Luther’s Excommunication
2 Min Read
To be excommunicated by the Roman Catholic Church is to be told that your soul is damned to hell. In this brief clip, Stephen Nichols explains how Martin Luther responded to his excommunication.
Every Friday, listen to a new episode of the Luther: In Real Time podcast. Season 2 continues through the end of this year, leading you through Martin Luther’s dramatic story at the dawn of the Reformation.
Transcript
My favorite response from the Roman Catholic Church to Luther’s posting of the Ninety-Five Theses was Pope Leo X’s first response. When a copy of the theses finally made its way to him down in the Vatican, Leo X quipped, “Ah, the ramblings of a drunken German monk. He’ll think differently when he sobers up.” I think Leo X significantly underestimated what he was dealing with in this German monk. On the one hand, Luther never sobered up. This was only the beginning of the challenge between Luther and his church. From the posting of the Ninety-Five Theses until April of 1521 at Worms, there was one singular movement, and it ended with that decisive action of excommunicating Luther.
We need to remember what this means. This is a moment in time when to be outside of the Roman Catholic Church meant that you are outside of salvation. The Roman Catholic Church at this time believed that it held the keys to the kingdom. Literally, when Christ said to Peter, “You are Peter, and upon this rock, I will build my church,” that was taken as Christ giving the keys of heaven to Peter. Then, as Roman Catholic doctrine understands it through Apostolic succession, Leo X was now the holder of the keys. That decision to excommunicate Luther meant nothing short of saying we are condemning you. We are saying that your soul is damned to hell.

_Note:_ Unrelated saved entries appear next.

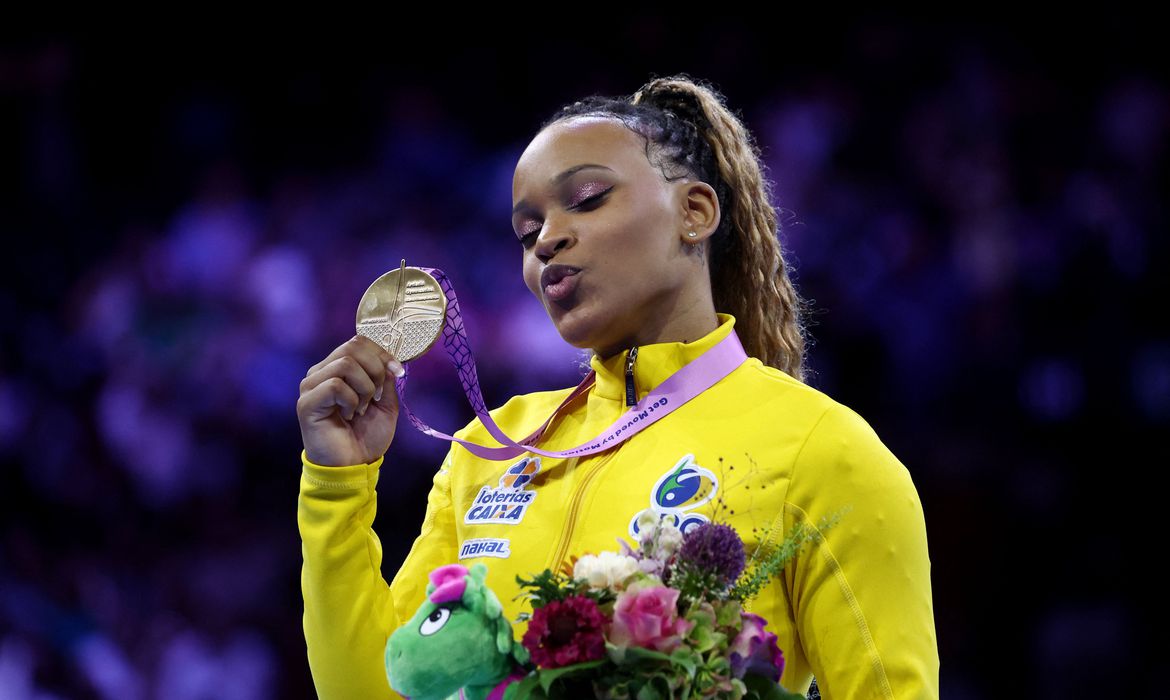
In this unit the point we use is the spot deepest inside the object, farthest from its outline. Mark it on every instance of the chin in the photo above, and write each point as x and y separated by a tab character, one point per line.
576	328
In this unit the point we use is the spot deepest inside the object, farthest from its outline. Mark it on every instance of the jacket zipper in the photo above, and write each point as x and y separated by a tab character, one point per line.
631	392
566	533
579	493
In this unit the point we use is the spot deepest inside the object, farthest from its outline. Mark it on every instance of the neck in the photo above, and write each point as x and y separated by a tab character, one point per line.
668	330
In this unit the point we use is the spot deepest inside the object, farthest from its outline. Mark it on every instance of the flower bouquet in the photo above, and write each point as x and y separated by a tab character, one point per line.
662	620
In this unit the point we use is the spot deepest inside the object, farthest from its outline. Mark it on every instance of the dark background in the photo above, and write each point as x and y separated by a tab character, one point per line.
976	208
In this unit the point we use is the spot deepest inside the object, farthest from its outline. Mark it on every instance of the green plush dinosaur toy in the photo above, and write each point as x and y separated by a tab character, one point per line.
459	644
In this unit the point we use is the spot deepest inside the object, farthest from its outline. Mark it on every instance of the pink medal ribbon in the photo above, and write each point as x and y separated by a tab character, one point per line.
676	390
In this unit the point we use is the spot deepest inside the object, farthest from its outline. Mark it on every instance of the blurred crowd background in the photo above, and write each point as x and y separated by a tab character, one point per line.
976	210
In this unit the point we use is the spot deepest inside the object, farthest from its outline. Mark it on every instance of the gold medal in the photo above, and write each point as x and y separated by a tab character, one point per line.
403	311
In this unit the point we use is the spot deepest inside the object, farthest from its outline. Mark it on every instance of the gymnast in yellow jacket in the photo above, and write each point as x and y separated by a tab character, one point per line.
656	206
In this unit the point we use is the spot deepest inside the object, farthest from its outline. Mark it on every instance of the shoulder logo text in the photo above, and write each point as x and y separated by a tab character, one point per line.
508	502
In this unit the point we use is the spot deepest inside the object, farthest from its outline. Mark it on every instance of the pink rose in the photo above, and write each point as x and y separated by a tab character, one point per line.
647	617
754	650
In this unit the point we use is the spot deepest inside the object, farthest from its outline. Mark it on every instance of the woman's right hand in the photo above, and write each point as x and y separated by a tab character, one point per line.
349	405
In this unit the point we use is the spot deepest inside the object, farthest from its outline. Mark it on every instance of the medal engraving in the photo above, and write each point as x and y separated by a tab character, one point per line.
403	311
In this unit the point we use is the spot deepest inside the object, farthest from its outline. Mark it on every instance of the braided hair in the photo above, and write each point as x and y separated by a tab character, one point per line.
689	132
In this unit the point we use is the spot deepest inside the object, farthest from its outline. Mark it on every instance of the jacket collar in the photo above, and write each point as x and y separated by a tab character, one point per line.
653	363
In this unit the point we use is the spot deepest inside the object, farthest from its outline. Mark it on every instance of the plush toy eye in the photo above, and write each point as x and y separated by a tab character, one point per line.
434	622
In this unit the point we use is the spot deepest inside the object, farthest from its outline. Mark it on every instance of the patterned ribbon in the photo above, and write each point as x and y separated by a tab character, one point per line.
676	390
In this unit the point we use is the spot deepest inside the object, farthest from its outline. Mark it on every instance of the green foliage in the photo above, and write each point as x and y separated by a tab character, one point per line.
549	585
768	561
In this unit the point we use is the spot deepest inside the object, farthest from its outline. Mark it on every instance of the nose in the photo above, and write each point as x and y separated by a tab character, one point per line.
551	239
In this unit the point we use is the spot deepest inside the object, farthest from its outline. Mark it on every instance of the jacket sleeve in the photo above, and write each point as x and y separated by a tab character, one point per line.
349	609
861	595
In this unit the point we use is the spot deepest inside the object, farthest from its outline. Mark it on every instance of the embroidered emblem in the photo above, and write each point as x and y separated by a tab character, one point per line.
682	488
484	547
508	502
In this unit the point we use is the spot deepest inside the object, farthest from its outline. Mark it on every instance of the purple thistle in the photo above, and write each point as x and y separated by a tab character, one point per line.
716	549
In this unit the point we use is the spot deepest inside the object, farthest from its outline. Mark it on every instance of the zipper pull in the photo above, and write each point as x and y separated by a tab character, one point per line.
631	395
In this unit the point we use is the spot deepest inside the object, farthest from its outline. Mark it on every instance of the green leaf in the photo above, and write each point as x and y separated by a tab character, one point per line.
524	690
766	690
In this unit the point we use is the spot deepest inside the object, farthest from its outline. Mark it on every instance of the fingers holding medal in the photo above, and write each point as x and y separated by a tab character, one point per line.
346	411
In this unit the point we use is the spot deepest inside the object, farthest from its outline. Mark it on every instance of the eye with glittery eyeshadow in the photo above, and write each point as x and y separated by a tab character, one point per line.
589	192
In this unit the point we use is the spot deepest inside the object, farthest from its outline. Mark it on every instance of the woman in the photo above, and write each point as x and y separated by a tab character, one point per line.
648	237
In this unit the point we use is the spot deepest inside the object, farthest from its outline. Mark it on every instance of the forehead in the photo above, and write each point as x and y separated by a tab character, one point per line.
604	141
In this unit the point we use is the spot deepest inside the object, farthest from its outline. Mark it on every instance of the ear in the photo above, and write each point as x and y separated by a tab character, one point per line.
699	208
479	571
491	606
521	653
473	595
503	636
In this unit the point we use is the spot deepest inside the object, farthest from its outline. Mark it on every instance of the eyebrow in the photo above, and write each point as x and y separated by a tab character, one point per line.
556	180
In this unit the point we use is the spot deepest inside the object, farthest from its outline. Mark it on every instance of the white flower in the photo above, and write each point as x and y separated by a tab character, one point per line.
607	569
669	541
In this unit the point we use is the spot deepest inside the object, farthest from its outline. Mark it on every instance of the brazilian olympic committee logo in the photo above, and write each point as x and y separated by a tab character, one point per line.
508	502
679	492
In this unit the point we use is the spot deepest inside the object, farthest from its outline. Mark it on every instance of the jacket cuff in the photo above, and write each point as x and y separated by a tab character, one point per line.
349	477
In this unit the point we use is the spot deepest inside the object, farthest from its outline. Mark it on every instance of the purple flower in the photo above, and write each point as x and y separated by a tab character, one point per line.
754	650
565	632
715	549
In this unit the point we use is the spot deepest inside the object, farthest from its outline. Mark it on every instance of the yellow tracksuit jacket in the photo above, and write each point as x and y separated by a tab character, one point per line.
854	610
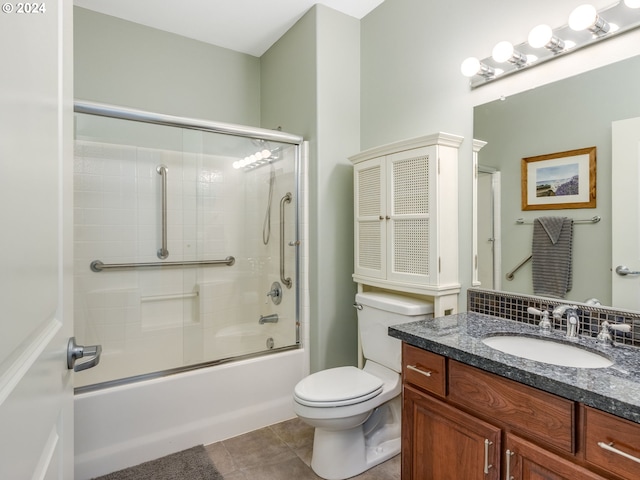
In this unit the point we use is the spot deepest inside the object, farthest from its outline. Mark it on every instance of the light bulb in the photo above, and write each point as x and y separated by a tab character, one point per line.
502	52
583	17
540	36
470	66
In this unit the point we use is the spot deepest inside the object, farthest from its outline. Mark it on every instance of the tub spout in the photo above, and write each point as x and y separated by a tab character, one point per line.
273	318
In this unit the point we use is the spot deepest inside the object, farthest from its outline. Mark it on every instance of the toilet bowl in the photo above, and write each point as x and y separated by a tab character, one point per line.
357	412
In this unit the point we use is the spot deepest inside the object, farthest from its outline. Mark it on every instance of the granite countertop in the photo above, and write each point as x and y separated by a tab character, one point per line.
614	389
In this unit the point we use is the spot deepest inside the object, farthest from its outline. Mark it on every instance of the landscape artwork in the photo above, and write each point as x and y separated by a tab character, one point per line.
559	180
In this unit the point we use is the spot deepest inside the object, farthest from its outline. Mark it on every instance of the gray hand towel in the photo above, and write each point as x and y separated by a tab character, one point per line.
552	256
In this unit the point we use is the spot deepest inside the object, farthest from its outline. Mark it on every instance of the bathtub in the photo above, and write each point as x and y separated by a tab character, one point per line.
126	425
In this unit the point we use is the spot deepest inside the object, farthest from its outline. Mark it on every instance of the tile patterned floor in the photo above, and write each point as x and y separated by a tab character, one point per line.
280	452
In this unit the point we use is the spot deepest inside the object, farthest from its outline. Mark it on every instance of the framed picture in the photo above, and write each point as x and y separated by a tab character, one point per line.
559	180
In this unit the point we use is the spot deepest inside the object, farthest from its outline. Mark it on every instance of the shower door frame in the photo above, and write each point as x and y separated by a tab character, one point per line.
124	113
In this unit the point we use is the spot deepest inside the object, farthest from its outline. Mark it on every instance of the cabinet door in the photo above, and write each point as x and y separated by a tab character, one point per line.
612	443
526	461
370	218
440	442
412	255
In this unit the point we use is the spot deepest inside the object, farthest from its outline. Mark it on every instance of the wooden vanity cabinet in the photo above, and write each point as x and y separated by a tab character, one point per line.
603	430
460	422
446	443
524	460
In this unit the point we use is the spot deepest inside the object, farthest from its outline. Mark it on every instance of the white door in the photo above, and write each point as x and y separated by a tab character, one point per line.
625	213
36	160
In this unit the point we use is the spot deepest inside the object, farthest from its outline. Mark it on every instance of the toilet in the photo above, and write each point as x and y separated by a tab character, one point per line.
357	412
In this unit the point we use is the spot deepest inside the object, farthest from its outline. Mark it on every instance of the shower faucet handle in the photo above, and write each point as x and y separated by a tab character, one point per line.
275	293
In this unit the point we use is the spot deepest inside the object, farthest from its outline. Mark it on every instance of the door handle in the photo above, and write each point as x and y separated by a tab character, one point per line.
624	271
75	351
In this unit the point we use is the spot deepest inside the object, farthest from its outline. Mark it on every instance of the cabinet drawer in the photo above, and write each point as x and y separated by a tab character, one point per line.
424	369
526	410
620	434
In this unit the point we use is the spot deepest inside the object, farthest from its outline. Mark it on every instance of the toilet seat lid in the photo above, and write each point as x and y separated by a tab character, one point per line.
337	387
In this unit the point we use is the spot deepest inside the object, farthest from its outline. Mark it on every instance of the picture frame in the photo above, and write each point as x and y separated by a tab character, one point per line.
559	180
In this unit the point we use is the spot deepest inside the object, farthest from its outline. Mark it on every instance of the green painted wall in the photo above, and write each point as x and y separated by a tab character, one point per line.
310	86
127	64
411	51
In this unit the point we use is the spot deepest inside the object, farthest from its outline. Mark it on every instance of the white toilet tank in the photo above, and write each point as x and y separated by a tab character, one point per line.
379	311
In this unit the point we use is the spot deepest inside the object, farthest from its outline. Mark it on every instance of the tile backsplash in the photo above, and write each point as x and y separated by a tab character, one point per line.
514	307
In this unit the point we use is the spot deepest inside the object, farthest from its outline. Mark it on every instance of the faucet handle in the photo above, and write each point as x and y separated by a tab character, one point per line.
545	324
604	335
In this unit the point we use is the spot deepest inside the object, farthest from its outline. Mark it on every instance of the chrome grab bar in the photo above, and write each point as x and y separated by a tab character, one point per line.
286	199
162	251
98	266
510	274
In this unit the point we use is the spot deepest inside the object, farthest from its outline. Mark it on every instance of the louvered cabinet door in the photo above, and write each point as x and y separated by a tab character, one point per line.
370	218
410	174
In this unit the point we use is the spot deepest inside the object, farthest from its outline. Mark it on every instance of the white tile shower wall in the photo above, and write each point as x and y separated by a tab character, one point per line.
117	220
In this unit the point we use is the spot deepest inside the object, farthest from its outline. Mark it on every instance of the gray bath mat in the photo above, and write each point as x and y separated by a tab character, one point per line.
191	464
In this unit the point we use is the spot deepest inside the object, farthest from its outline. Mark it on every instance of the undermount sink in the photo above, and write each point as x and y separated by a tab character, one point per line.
547	351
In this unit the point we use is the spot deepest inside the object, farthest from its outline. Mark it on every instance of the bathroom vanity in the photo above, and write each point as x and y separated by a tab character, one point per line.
473	412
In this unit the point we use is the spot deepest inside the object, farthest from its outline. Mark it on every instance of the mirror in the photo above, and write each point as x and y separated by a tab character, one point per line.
569	114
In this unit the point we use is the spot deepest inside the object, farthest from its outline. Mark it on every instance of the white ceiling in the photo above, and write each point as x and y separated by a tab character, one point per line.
248	26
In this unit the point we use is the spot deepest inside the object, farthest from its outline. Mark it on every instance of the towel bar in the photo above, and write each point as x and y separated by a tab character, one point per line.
594	219
510	274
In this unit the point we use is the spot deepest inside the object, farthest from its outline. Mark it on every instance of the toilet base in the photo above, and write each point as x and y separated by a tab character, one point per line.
341	454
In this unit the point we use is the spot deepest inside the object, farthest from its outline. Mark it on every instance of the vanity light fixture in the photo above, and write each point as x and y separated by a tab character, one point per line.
504	52
472	66
545	43
542	36
585	17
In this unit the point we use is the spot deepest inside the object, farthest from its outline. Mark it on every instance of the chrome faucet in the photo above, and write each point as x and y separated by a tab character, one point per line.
273	318
573	324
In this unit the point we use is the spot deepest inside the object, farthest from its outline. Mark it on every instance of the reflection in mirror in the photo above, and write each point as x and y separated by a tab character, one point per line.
570	114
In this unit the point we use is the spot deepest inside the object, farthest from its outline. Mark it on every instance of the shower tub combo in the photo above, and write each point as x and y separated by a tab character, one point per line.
189	272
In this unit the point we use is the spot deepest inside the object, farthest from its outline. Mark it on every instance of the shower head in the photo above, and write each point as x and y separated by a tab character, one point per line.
264	156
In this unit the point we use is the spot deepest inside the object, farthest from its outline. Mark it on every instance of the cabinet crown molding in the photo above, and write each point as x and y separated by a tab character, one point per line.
439	138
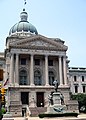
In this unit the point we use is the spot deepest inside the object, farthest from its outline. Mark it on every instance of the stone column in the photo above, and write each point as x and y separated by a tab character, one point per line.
11	80
60	71
46	70
71	84
31	72
79	81
17	69
65	70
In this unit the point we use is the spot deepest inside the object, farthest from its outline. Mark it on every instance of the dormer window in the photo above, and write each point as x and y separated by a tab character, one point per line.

That was the result of the Ninety-Five Theses. That’s how the Roman Catholic Church fundamentally responded to Luther. How did Luther respond? “Well, you’re not the true church. You’ve abandoned your calling as the church. The true church is the church that preaches the Word of God—that preaches the gospel. And the true church is the church that exercises the sacraments aright and according to the Word of God.”